Abstract

Pheochromocytoma is a rare urological disease. Accurate segmentation of pheochromocytoma and its surrounding abdominal organs is crucial for surgical planning and preoperative diagnosis. However, current clinical datasets typically include tumor labels but lack comprehensive multi-organ abdominal labels, and detailed descriptions of the spatial relationships between the tumor and adjacent organs are insufficient. To address the challenge of automatic multi-organ segmentation in the abdomen without comprehensive labels around pheochromocytoma, we propose a novel method for automatic multi-source migration segmentation and preoperative diagnostic grading of pheochromocytoma and its surrounding organs. This method utilizes nnUNet to extract data fingerprint information from the target domain (Clinical Pheochromocytoma dataset of Peking Union Medical College Hospital, PPGL) as prior knowledge, which is then transferred to two source domains (FLARE2022 and AMOS2022). We trained 10 models and incorporated them into a "Model Bank". Additionally, we employed an improved CC-FV method to screen the models in the "Model Bank," identifying the model with the highest mobility (class consistency and feature diversity). This selected model served as a pre-trained model for abdominal multi-organ segmentation and was subsequently adapted for tumor segmentation. To address the issue of limited clinical data, we introduced a data enhancement technique for 3D medical images. The enhanced dataset was used to fine-tune the pre-trained model, resulting in a model capable of segmenting multiple organs and tumors in the abdomen. From the segmentation results, we extracted the spatial relationships between the tumor and surrounding abdominal organs and constructed a radiomic model to predict and analyze the surgical grading.
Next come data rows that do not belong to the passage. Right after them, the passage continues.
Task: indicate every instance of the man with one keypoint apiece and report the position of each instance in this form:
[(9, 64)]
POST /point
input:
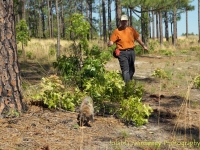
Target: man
[(124, 37)]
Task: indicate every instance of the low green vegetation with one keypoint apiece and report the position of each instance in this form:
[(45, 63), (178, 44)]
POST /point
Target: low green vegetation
[(107, 88)]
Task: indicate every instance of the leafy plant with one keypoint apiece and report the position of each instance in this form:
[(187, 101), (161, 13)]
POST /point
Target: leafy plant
[(132, 110), (166, 52), (160, 73)]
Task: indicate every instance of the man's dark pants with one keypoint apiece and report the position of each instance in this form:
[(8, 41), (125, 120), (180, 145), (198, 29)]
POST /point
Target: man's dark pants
[(127, 64)]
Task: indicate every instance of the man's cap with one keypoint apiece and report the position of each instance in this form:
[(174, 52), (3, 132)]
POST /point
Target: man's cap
[(124, 17)]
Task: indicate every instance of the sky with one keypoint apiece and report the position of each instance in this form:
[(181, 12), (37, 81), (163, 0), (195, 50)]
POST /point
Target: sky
[(192, 21), (181, 25)]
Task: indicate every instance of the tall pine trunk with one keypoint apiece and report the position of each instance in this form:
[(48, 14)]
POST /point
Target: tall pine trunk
[(10, 82), (104, 21), (118, 12), (199, 18), (58, 30), (174, 27), (161, 28)]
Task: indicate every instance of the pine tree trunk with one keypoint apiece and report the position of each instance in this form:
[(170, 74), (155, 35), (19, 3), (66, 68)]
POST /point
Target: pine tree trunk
[(58, 30), (109, 18), (174, 27), (199, 18), (186, 23), (153, 26), (161, 28), (118, 12), (157, 26), (166, 27), (104, 21), (49, 18), (10, 82)]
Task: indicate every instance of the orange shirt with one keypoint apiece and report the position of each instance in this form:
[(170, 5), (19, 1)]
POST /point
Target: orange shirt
[(124, 39)]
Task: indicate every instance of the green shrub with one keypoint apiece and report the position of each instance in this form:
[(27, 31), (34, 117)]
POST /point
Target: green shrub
[(132, 110)]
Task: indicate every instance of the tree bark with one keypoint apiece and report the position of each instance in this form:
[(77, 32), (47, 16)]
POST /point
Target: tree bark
[(153, 26), (49, 18), (186, 23), (109, 18), (161, 28), (10, 82), (157, 25), (104, 21), (118, 12), (174, 27), (166, 26), (58, 30), (199, 19)]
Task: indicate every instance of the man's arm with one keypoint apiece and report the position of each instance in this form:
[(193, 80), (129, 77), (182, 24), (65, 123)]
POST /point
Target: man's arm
[(141, 43)]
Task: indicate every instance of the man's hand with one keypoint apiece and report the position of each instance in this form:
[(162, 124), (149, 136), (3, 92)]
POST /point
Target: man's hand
[(110, 43)]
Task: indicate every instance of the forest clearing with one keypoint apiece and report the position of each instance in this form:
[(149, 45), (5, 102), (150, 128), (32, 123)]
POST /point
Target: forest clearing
[(54, 54), (173, 124)]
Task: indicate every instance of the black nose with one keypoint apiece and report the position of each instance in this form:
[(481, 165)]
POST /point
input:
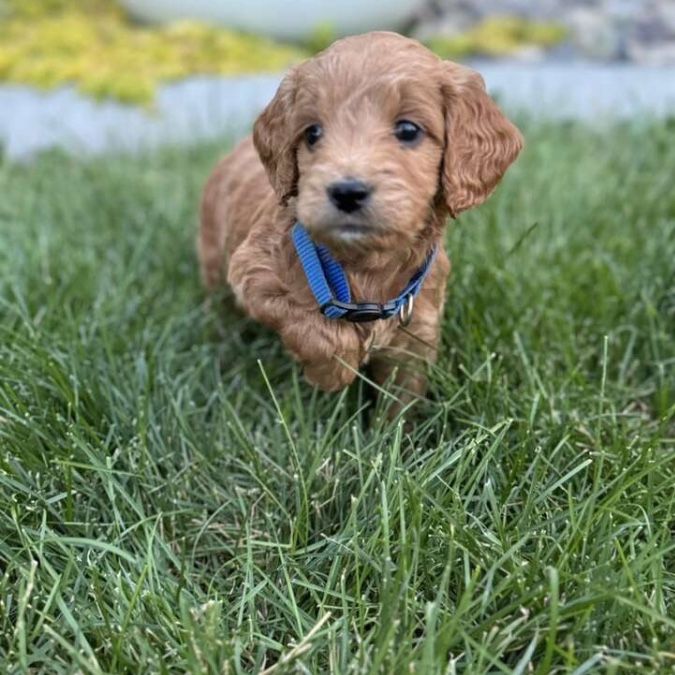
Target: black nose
[(349, 194)]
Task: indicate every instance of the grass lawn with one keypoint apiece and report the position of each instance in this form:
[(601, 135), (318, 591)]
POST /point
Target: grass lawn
[(173, 498)]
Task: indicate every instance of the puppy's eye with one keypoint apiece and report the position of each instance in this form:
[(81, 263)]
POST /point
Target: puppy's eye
[(313, 133), (407, 132)]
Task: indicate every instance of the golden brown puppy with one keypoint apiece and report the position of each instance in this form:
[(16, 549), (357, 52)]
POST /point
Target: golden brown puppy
[(370, 145)]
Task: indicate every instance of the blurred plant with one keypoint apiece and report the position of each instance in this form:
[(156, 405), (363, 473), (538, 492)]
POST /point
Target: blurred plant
[(499, 36), (90, 43), (322, 36)]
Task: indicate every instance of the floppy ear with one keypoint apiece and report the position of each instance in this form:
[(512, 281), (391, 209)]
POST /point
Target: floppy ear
[(273, 140), (480, 143)]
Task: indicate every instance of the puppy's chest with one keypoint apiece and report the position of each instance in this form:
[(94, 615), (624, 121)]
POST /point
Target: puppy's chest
[(375, 336)]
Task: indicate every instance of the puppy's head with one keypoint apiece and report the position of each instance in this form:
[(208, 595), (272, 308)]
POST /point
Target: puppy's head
[(375, 134)]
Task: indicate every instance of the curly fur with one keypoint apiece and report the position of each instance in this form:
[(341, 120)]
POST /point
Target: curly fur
[(357, 90)]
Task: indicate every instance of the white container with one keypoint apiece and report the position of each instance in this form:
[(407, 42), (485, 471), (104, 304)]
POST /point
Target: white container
[(285, 19)]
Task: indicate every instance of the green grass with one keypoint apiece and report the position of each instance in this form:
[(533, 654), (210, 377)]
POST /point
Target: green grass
[(174, 499)]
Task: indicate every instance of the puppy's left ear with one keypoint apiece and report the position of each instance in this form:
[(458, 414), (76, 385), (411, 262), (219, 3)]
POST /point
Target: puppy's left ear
[(480, 143), (273, 140)]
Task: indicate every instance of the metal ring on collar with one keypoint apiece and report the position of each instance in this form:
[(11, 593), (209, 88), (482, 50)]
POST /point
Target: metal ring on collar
[(405, 310)]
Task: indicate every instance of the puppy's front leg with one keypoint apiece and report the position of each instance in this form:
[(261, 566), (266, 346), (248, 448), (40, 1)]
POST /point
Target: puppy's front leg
[(330, 352)]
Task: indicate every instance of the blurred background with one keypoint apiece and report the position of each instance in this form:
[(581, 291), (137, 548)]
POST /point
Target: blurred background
[(88, 75)]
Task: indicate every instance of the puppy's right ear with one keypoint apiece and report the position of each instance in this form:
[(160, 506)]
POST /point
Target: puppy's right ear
[(273, 139)]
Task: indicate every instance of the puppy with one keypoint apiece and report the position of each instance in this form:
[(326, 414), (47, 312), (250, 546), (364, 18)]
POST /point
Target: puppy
[(370, 146)]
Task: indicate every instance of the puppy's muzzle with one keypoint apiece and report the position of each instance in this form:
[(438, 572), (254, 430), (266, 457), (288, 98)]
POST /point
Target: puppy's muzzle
[(349, 194)]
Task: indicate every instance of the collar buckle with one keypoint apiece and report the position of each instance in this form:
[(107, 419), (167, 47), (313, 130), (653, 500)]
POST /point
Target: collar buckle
[(362, 312)]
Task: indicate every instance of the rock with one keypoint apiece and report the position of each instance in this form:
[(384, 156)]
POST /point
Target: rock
[(594, 36)]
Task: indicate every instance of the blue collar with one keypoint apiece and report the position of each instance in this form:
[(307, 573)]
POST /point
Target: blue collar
[(330, 287)]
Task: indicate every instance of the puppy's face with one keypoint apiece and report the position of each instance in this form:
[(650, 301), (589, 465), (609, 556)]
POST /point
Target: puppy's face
[(375, 134), (369, 156)]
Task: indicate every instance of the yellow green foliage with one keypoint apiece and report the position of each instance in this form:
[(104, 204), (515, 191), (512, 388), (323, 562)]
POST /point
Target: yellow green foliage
[(499, 36), (91, 44)]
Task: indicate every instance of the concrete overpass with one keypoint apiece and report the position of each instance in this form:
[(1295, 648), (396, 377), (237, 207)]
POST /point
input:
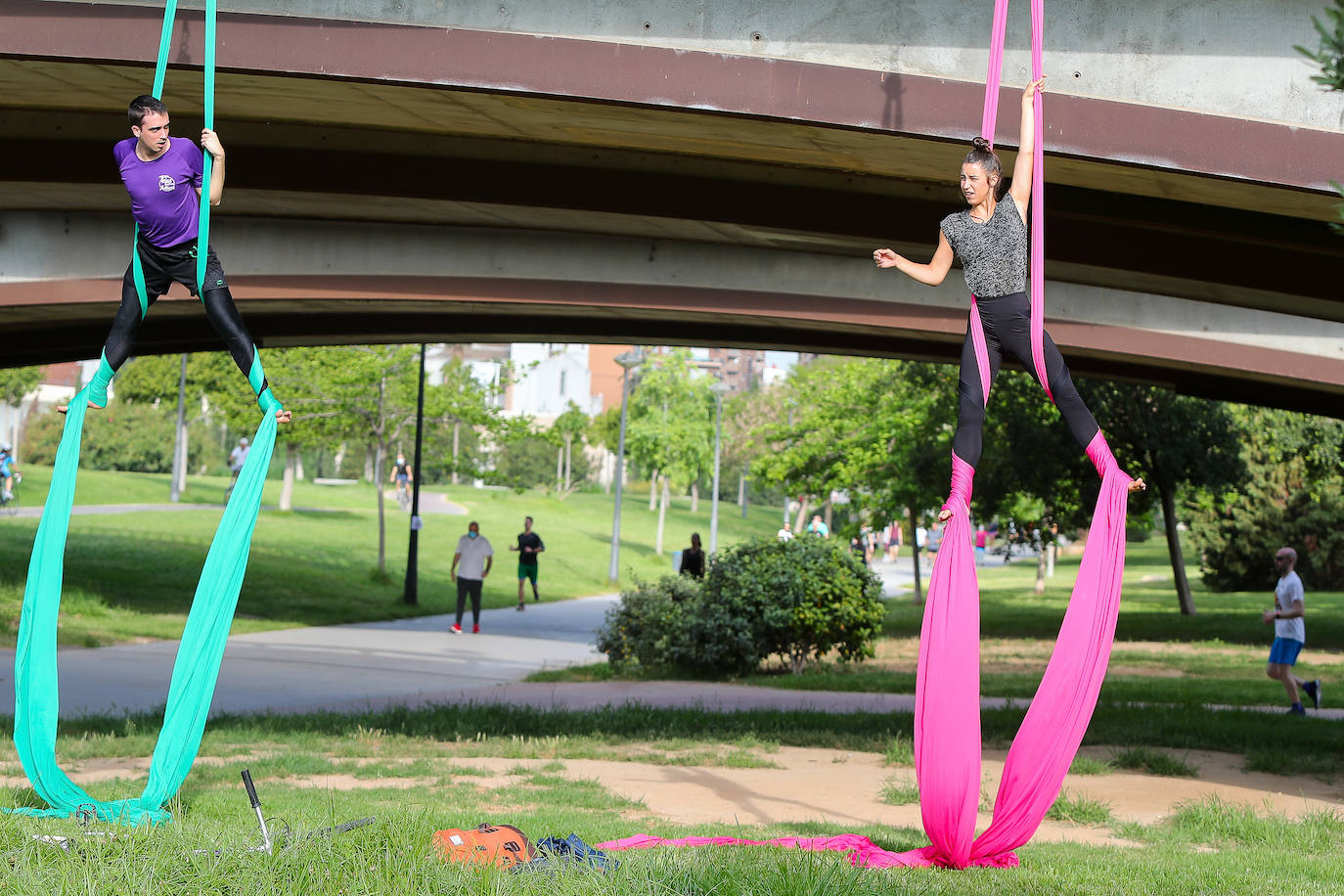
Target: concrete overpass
[(693, 172)]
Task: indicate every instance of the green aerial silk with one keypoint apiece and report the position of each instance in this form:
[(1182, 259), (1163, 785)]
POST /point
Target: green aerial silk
[(201, 653)]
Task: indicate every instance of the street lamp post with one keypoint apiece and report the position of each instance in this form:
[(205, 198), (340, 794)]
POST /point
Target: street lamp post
[(718, 388), (628, 362), (786, 492)]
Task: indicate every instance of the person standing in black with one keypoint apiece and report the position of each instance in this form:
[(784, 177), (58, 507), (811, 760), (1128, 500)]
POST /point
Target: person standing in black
[(528, 546), (693, 559)]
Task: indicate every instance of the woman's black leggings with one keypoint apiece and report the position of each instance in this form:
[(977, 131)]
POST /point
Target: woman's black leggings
[(1007, 324)]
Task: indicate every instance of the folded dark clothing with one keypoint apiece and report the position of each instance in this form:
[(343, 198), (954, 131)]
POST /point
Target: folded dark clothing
[(570, 852)]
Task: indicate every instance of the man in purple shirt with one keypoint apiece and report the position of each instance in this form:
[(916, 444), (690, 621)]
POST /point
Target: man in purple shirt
[(162, 176)]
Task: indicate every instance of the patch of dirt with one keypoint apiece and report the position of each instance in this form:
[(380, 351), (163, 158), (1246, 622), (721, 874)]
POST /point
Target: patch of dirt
[(837, 786)]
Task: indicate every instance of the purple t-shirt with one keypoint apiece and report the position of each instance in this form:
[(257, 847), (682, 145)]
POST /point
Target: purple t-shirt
[(162, 193)]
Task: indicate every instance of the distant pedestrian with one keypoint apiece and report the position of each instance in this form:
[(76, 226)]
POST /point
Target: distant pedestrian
[(1287, 615), (859, 550), (477, 557), (528, 546), (693, 559), (238, 457), (819, 527), (894, 536)]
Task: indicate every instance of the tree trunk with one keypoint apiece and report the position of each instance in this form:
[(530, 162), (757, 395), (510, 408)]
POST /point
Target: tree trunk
[(287, 484), (915, 544), (802, 514), (663, 516), (457, 430), (179, 454), (381, 525), (1187, 601), (380, 450), (568, 460), (1041, 567)]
Experimental results demonstrate that our proposed method achieves a Dice coefficient that is, on average, 10.18 % higher on FLARE2022 and AMOS2022 datasets compared to segmentation frameworks such as Swin-Unet, UNETR, CoTr, nnformer, and nnUNetv2. For the PPGL dataset, the Dice coefficient for pheochromocytoma and surrounding organs was 87.27 %. In summary, our method effectively realizes efficient and automatic segmentation of pheochromocytoma and surrounding organs, as well as preoperative diagnostic classification.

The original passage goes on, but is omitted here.